Although the initial outbreaks of the deadly coronavirus that causes severe acute respiratory syndrome (SARS-CoV) were controlled by public health measures, the development of vaccines and antiviral agents for SARS-CoV is essential for improving control and treatment of future outbreaks. One potential target for SARS-CoV antiviral drug development is the 3C-like protease (3CLpro). This enzyme is an attractive target since it is essential for viral replication, and since there are now a number of high resolution X-ray structures of SARS-CoV 3CLpro available making structure-based drug-design possible. As a result, SARS-CoV 3CLpro has become the focus of numerous drug discovery efforts worldwide, but as a consequence, a variety of different 3CLpro expression constructs and kinetic assays have been independently developed making evaluation and comparison between potential inhibitors problematic. Here, we review the literature focusing on different SARS-CoV 3CLpro expression constructs and assays used to measure enzymatic activity. Moreover, we provide experimental evidence showing that the activity of 3CLpro enzymatic is significantly reduced when non-native sequences or affinity-tags are added to the N- or C-termini of the enzyme, or when the enzyme used in assays is at concentrations below the equilibrium dissociation constant of the 3CLpro dimer.

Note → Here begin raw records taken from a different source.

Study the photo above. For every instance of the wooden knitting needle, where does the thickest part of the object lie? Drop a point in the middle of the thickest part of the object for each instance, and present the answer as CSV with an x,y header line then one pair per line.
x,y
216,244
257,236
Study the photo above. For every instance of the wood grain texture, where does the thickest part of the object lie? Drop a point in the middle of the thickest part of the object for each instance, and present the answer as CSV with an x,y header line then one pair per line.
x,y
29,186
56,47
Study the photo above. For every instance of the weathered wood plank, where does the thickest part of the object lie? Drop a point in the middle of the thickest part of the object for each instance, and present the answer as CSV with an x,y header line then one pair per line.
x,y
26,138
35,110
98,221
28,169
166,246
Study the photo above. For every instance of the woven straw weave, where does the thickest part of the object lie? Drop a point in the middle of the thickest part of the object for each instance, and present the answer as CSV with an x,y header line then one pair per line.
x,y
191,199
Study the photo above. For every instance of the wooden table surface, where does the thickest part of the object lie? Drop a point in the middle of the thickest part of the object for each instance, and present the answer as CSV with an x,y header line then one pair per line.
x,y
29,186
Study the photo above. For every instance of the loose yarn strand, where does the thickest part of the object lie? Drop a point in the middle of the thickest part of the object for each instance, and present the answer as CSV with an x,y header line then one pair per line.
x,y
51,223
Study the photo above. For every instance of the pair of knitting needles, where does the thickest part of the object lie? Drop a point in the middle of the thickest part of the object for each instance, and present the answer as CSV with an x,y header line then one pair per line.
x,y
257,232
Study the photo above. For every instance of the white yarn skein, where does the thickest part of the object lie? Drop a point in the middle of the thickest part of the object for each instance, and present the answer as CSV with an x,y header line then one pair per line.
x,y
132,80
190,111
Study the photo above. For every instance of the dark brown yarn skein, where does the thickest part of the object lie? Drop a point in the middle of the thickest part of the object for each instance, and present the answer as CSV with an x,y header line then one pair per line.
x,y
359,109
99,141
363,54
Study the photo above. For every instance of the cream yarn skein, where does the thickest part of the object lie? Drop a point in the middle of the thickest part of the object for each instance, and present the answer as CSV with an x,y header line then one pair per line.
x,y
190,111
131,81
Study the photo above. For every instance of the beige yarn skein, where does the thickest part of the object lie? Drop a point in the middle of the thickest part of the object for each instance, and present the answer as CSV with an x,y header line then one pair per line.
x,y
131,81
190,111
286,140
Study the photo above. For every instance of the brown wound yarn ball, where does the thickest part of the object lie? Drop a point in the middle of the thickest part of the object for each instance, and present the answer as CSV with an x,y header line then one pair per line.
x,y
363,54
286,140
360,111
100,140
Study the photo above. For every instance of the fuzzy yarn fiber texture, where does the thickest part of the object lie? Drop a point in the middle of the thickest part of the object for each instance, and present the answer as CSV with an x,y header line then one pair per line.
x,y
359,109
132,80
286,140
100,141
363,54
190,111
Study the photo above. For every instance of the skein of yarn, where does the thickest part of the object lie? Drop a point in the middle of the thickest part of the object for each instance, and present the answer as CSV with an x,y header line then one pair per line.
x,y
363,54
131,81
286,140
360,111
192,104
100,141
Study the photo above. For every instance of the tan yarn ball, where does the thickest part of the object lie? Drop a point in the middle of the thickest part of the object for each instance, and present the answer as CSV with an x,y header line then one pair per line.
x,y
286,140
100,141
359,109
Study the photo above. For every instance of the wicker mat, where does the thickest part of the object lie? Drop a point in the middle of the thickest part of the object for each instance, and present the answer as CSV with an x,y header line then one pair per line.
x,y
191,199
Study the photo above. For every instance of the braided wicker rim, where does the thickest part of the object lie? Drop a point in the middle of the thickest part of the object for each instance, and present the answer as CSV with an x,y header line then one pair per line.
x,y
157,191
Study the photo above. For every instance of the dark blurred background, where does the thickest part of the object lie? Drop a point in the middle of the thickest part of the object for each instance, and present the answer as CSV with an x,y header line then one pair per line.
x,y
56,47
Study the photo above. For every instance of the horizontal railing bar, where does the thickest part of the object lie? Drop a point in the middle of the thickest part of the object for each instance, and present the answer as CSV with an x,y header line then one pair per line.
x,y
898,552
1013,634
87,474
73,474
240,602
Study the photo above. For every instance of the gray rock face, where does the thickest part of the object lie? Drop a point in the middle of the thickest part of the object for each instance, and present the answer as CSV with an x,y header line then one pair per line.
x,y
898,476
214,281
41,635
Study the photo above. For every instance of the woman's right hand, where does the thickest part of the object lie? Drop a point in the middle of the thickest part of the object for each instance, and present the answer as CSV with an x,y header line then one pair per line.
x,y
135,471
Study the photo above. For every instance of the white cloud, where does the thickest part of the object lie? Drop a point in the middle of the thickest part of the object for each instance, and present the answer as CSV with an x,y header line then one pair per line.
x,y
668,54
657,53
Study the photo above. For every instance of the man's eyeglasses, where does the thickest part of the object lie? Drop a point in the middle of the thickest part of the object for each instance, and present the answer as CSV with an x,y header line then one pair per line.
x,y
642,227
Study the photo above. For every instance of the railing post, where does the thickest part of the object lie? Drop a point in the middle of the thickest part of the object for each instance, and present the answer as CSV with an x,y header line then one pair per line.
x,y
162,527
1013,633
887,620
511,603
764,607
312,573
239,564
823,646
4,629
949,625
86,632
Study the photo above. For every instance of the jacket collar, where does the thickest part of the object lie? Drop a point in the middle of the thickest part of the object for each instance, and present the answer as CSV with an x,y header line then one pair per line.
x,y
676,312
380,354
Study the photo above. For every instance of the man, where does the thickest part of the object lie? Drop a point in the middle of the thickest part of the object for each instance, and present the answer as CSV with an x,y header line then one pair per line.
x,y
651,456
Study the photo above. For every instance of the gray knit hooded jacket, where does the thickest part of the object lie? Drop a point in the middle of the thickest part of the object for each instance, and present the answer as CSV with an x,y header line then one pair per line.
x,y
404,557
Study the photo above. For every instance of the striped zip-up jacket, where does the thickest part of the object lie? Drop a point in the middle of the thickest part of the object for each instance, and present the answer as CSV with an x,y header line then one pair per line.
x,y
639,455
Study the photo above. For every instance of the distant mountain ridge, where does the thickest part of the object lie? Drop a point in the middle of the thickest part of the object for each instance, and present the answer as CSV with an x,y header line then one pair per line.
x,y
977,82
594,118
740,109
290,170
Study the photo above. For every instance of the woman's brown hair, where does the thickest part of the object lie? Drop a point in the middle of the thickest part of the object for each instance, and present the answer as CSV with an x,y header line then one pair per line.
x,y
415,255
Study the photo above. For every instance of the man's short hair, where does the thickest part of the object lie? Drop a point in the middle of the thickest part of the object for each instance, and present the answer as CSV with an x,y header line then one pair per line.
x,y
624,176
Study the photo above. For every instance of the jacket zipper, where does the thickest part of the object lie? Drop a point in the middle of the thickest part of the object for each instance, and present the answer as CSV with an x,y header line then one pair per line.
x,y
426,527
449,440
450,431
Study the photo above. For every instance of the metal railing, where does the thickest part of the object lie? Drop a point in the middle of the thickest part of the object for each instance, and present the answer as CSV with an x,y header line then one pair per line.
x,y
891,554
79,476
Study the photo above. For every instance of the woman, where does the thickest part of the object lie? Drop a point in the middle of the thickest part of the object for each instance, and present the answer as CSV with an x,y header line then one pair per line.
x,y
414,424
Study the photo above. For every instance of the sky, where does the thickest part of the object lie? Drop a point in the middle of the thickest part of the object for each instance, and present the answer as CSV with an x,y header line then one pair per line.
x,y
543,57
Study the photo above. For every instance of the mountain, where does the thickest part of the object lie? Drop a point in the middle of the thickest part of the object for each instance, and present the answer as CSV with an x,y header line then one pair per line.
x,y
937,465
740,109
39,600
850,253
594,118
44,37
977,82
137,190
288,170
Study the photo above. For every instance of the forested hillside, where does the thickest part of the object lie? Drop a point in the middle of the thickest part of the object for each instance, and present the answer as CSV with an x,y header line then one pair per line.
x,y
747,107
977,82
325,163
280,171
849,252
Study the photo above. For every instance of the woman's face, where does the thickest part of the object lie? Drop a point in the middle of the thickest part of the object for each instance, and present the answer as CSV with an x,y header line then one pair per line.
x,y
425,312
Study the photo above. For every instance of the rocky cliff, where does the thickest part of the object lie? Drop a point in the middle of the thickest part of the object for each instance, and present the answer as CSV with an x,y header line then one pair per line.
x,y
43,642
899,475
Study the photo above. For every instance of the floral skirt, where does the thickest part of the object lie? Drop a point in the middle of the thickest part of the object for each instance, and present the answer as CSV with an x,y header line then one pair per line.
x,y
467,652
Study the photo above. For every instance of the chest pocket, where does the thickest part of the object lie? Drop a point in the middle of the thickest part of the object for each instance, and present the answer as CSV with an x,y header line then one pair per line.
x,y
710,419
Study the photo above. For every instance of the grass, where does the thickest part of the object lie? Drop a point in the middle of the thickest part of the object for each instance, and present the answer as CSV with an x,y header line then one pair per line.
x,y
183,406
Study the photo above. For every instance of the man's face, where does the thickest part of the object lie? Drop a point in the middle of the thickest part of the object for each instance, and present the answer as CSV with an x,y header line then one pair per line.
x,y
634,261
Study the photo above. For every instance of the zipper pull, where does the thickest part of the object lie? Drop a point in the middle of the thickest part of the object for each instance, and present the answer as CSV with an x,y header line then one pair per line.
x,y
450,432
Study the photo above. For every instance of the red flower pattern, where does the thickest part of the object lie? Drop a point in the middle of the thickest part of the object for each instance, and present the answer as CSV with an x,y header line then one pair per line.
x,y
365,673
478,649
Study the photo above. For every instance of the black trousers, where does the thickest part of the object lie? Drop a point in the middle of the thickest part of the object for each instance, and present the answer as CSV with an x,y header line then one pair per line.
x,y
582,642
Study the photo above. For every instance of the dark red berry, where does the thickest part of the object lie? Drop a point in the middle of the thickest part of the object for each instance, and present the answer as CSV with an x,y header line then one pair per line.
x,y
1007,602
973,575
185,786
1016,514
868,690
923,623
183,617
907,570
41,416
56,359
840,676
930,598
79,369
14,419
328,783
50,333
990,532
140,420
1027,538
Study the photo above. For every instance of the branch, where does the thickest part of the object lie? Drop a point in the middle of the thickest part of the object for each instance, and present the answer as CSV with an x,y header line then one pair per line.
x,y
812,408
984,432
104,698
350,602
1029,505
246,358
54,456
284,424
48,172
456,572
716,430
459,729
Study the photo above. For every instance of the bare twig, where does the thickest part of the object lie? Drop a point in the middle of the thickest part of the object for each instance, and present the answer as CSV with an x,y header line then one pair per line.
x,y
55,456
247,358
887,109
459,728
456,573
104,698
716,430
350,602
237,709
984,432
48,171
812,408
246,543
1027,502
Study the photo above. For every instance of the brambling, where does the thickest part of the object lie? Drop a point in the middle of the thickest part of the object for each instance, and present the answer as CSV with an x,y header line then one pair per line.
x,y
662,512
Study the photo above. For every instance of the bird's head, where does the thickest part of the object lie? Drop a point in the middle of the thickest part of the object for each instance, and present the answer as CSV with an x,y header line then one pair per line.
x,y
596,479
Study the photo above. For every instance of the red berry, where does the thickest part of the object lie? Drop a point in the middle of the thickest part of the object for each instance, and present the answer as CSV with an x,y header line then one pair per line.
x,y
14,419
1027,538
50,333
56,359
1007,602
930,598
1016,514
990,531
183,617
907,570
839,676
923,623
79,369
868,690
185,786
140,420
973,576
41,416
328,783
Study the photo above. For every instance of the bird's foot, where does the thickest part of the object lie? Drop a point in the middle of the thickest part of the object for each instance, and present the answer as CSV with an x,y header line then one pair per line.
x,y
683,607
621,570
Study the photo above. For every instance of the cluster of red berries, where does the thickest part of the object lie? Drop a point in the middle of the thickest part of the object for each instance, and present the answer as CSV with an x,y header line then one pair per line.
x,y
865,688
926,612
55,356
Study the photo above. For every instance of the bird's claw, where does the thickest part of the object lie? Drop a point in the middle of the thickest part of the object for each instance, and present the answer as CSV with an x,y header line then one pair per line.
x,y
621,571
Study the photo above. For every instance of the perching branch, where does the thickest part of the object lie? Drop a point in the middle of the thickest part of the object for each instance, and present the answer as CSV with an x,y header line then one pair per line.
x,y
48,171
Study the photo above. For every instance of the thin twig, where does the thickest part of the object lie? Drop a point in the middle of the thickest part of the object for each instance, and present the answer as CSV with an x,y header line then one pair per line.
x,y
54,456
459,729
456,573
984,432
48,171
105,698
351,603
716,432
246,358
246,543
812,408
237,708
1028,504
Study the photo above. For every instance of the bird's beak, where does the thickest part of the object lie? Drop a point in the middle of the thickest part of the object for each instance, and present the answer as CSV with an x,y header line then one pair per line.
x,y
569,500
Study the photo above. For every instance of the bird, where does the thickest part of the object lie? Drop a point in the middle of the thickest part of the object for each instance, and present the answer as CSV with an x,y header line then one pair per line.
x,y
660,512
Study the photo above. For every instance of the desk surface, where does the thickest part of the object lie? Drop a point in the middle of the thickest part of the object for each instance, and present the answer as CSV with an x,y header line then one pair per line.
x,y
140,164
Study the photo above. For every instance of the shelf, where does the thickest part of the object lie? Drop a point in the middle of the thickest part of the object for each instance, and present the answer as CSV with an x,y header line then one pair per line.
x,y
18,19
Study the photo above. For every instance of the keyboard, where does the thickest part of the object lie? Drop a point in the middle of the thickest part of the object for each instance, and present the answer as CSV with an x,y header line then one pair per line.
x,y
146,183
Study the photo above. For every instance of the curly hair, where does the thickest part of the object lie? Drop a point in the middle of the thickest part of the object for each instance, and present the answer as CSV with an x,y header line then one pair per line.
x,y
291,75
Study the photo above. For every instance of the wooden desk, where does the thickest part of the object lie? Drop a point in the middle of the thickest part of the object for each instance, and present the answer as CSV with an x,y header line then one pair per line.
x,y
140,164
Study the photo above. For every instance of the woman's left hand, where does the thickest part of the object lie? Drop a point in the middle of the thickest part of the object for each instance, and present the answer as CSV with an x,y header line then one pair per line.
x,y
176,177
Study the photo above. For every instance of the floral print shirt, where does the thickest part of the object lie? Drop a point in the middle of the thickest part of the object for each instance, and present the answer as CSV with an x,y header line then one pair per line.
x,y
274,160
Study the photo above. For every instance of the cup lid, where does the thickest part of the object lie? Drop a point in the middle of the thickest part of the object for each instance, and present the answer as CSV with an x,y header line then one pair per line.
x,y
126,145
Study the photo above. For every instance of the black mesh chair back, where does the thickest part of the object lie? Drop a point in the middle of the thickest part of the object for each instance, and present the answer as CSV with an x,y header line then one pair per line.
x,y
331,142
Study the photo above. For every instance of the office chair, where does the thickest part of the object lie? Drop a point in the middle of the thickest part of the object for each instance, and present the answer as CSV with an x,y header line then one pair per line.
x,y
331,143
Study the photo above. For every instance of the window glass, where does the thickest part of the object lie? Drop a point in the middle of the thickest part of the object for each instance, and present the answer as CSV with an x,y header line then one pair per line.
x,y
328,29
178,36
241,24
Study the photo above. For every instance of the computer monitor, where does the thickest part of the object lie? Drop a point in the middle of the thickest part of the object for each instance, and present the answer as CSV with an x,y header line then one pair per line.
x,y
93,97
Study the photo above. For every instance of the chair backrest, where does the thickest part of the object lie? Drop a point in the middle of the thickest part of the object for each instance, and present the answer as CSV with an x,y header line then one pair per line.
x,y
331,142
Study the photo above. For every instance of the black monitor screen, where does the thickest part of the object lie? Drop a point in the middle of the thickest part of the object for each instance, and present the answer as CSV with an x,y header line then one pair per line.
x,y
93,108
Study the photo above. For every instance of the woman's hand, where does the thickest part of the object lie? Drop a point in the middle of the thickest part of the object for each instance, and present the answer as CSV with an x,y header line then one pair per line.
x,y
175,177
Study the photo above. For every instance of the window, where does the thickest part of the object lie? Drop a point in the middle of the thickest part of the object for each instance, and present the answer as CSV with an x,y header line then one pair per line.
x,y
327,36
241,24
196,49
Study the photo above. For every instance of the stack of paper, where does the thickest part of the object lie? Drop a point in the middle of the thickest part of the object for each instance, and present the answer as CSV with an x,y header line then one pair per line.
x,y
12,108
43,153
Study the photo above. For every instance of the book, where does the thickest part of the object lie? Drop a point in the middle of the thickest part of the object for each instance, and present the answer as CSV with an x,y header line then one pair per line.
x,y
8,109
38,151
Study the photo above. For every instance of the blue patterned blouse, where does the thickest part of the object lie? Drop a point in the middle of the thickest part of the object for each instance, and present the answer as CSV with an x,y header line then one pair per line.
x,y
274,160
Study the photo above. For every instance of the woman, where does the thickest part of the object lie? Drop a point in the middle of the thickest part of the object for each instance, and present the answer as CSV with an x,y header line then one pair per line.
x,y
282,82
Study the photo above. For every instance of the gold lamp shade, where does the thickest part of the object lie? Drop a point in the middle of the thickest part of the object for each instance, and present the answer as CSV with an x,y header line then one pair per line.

We demonstrate for the first time the utility of a highly sensitive and novel Alexa488-QSY7 FRET-based peptide substrate designed for routine analysis and high-throughput screening, and show that kinetic constants determined from FRET-based assays that are uncorrected for inner-filter effects can lead to artifacts. Finally, we evaluated the effects of common assay components including DTT, NaCl, EDTA and DMSO on enzymatic activity, and we recommend standardized assay conditions and constructs for routine SARS-CoV 3CLpro assays to facilitate direct comparisons between SARS-CoV 3CLpro inhibitors under development worldwide.